Regarding the second suggestion, we initially opted for a truncated linear model since it requires only a single parameter (assuming that the bias is 50% at an encounter frequency of 0 Hz), while a sigmoidal-type model would require 2 parameters (half-max and spread). However, it is true that the latter can similarly be reduced to a single-parameter model if we assume that the half-max is fixed to 0 Hz. This assumption is consistent with our observation that there is no turning bias for low encounter frequencies (Figure 4D). Given this assumption, we used a sigmoidal model and estimated the parameters as before, finding a spread (i.e. inverse temperature) of 0.242 Hz-1. Comfortingly, the parameters are fairly well localized, indicating robustness as in our linear model (new Figure 4F), and the response functions for the two models are quite similar in the 0-3Hz regime, suggesting that the sigmoidal model is largely consistent with the linear model. Further, the fits are indeed improved at the extrema, as predicted by the reviewer (new Figure 4G). Since this sigmoidal relationship has a natural asymptotic behavior at high frequency, we have replaced our truncated linear model with the sigmoidal model, updating the main text, figure, legend, and Materials and methods accordingly.

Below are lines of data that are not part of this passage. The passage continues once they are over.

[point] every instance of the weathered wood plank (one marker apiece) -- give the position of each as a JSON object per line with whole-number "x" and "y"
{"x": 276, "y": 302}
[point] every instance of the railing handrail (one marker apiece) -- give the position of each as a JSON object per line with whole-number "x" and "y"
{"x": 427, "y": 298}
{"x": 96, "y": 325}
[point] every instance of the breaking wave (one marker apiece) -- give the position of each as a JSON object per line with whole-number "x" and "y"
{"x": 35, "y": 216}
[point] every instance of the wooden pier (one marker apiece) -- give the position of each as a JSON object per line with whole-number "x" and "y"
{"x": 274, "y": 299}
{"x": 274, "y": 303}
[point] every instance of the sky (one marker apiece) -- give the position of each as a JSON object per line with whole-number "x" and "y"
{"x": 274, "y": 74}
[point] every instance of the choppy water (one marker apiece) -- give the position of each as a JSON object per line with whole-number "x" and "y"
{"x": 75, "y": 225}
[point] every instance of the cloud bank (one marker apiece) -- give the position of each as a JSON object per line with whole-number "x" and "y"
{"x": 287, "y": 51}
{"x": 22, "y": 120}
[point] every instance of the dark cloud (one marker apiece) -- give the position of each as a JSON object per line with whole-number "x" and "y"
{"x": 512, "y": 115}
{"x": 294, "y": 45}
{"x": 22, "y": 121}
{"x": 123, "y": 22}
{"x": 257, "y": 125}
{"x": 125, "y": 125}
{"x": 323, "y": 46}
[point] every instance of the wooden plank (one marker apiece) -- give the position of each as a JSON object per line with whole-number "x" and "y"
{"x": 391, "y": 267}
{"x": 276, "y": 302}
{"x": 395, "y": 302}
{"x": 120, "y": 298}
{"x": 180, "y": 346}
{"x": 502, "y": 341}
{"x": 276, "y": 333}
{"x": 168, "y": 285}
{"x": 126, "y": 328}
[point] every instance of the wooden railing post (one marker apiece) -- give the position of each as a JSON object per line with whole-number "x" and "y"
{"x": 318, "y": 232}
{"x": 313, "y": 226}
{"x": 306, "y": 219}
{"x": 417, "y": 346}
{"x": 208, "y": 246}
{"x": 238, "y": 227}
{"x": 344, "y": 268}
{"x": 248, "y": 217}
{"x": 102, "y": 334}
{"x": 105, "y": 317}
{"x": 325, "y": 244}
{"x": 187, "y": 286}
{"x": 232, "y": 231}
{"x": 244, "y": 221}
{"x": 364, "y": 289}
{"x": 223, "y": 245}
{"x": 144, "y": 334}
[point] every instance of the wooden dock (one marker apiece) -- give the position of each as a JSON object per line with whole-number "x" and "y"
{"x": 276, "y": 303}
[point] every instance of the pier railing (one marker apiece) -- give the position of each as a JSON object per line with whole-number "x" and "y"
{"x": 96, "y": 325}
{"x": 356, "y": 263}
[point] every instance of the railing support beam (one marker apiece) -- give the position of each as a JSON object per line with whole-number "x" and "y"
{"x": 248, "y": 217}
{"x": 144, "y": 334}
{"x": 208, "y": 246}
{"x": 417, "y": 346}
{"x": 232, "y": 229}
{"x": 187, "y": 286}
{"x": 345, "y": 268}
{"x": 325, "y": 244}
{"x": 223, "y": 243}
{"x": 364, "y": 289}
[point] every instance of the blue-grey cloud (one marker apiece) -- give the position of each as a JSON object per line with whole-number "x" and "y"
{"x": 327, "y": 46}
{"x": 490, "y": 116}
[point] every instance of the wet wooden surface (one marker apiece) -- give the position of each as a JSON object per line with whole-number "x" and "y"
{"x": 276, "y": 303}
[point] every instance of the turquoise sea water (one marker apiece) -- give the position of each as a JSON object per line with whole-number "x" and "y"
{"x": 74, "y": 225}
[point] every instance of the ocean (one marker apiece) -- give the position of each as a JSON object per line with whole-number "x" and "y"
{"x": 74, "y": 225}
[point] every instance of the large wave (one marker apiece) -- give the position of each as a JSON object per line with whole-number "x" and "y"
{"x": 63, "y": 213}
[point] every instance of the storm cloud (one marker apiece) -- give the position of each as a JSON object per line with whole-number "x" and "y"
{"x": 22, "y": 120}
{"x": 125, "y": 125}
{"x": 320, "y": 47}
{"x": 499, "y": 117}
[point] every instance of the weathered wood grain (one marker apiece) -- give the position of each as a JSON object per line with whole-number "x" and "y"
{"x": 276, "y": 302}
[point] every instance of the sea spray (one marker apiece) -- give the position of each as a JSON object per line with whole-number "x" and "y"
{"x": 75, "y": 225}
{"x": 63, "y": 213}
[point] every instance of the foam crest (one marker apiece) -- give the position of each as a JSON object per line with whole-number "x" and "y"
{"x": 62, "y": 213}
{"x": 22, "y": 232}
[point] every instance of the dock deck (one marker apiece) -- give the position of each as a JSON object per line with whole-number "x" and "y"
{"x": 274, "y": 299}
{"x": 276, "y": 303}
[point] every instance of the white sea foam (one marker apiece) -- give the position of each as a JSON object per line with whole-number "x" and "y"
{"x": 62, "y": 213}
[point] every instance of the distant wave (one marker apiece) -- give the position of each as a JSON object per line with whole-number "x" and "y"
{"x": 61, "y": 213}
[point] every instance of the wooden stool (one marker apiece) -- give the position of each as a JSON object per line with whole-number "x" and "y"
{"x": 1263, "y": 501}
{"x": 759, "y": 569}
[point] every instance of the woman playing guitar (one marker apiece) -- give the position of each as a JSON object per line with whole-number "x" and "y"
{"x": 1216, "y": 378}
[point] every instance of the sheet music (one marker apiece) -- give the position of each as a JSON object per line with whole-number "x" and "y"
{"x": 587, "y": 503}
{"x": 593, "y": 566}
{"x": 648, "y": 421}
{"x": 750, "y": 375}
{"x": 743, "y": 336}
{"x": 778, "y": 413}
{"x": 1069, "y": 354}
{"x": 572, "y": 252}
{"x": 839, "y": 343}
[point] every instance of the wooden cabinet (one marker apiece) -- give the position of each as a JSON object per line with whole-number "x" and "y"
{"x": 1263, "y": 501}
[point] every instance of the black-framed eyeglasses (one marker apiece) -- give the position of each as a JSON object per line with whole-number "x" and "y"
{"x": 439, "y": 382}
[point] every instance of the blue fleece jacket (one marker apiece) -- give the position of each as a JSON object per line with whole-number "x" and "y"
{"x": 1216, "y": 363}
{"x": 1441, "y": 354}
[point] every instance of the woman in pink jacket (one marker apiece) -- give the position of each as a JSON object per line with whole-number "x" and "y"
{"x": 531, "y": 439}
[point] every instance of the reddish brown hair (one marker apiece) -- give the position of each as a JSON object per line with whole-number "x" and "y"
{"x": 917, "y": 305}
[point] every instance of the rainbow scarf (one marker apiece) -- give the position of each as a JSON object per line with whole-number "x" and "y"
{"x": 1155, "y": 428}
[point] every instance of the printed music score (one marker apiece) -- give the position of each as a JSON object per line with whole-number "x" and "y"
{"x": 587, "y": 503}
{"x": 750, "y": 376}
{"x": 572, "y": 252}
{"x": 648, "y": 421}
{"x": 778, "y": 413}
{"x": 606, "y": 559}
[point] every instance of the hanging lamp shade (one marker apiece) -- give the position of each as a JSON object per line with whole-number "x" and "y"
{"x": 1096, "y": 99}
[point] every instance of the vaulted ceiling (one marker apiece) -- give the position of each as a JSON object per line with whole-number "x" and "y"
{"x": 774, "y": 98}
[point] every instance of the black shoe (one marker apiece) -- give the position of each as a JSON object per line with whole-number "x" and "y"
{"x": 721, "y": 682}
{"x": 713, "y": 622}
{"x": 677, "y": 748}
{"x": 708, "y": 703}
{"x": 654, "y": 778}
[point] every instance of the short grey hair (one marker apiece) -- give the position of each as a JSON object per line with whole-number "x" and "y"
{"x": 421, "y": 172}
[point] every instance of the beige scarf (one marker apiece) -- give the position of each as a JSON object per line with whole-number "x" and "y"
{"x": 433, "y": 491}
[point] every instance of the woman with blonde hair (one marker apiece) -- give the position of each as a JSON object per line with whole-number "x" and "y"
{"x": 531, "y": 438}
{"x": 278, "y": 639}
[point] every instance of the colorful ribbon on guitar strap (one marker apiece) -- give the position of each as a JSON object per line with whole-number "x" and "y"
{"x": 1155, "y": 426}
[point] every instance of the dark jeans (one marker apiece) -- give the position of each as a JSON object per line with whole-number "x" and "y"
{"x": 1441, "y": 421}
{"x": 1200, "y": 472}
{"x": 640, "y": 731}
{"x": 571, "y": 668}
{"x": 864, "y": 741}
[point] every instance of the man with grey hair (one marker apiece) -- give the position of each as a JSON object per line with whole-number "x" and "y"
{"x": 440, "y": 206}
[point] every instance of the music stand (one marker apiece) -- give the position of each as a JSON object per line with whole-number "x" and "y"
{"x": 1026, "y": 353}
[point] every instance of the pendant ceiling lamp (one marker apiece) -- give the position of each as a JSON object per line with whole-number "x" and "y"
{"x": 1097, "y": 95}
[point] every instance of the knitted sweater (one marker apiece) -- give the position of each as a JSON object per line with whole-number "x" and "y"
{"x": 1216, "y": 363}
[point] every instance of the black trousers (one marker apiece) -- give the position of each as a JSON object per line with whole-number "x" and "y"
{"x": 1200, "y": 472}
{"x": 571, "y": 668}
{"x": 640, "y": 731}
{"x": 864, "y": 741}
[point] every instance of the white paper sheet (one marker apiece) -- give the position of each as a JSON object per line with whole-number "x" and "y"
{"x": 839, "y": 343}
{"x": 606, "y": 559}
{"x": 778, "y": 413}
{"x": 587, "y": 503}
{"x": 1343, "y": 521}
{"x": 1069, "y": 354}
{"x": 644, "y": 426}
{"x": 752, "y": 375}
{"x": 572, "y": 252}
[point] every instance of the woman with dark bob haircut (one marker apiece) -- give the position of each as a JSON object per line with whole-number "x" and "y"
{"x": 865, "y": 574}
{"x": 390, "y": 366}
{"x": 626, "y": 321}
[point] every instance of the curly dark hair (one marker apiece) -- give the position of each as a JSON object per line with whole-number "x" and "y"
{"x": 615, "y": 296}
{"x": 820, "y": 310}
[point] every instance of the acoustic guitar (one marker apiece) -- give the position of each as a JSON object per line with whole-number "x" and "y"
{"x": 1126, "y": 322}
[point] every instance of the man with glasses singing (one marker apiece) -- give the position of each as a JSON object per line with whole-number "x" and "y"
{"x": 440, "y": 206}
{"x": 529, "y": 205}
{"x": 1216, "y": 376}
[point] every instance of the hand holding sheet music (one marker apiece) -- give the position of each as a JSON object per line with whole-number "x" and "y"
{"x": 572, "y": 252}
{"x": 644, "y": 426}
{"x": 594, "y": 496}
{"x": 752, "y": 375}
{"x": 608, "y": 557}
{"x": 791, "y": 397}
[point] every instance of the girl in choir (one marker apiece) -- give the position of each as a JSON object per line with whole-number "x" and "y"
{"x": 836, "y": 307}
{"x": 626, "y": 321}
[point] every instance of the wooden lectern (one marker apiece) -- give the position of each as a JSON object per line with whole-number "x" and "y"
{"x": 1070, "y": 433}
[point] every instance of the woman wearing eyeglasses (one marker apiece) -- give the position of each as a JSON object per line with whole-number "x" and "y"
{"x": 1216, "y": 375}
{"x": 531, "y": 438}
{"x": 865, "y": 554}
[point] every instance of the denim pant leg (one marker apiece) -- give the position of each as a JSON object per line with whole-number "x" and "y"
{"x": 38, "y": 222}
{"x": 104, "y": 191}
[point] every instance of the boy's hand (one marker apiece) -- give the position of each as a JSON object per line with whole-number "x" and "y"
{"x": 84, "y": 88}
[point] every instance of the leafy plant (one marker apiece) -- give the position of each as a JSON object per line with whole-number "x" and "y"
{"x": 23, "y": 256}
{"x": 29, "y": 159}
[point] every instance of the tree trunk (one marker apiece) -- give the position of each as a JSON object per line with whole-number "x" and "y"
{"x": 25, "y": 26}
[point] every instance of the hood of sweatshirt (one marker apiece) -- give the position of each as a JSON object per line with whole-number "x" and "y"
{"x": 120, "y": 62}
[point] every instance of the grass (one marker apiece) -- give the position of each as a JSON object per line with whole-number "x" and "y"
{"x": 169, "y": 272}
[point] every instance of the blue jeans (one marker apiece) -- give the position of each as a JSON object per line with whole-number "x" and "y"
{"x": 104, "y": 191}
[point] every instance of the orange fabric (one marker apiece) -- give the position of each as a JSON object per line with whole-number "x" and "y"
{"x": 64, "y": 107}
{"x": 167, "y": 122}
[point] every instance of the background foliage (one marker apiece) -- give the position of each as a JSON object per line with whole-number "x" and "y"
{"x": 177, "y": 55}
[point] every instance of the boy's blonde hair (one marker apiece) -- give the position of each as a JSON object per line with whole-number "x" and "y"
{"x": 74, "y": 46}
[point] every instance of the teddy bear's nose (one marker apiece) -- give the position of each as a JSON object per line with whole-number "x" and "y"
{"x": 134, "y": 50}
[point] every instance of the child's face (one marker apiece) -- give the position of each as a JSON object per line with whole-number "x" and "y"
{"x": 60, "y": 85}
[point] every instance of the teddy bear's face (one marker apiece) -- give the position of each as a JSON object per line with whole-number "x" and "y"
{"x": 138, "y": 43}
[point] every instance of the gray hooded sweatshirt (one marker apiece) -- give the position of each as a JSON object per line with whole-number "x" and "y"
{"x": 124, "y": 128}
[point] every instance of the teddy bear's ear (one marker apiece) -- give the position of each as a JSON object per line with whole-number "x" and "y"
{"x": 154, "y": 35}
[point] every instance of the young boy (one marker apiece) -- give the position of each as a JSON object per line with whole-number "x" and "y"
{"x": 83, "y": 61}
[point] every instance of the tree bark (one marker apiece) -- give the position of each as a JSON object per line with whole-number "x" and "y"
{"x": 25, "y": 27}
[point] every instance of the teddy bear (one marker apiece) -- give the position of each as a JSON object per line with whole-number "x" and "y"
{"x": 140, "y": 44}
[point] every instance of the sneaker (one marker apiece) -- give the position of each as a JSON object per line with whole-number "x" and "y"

We have incorporated this updated turning model in our agent-based simulation (Figure 7C). We note that in comparing the pdfs of real and virtual flies (Figures 1K and 7C, respectively), the front end of the plume, near the lateral perturbing jets that create intermittency, the plume is not composed of odor packets but is instead a meandering ribbon. We have observed that flies zigzag around this ribbon-like region much like they do in the static ribbon (Figure 1—figure supplement 1B). Furthermore, upon reaching the source region near the odor inlet, flies aggregate around and revisit this region. Our simulations do not include these boundary-like effects, as this would require further assumptions on their behavior when hitting the arena boundaries. As such, we have removed the front 20 mm of the arena from the marginals. In combination, both the updated turning model and this slight modification in our definition of the marginals brings the virtual and real flies into more agreement (updated Figure 7C). We have noted this in the caption of Figure 7. Finally, we note that one difference between the real and virtual flies is that the former are initialized at random positions throughout the arena (once being aspirated into the device), while the latter are initialized uniformly at the back end of the arena (Materials and methods) to make the simulations more straightforward to interpret. This produces further differences between the pdfs for real and virtual flies.
C) We expect the combined behavior-odor dataset to prove extremely valuable for further research, is it possible to make it publicly available?
We have the uploaded the combined behavior-odor dataset on Dryad for anyone to download. A link is included in the paper.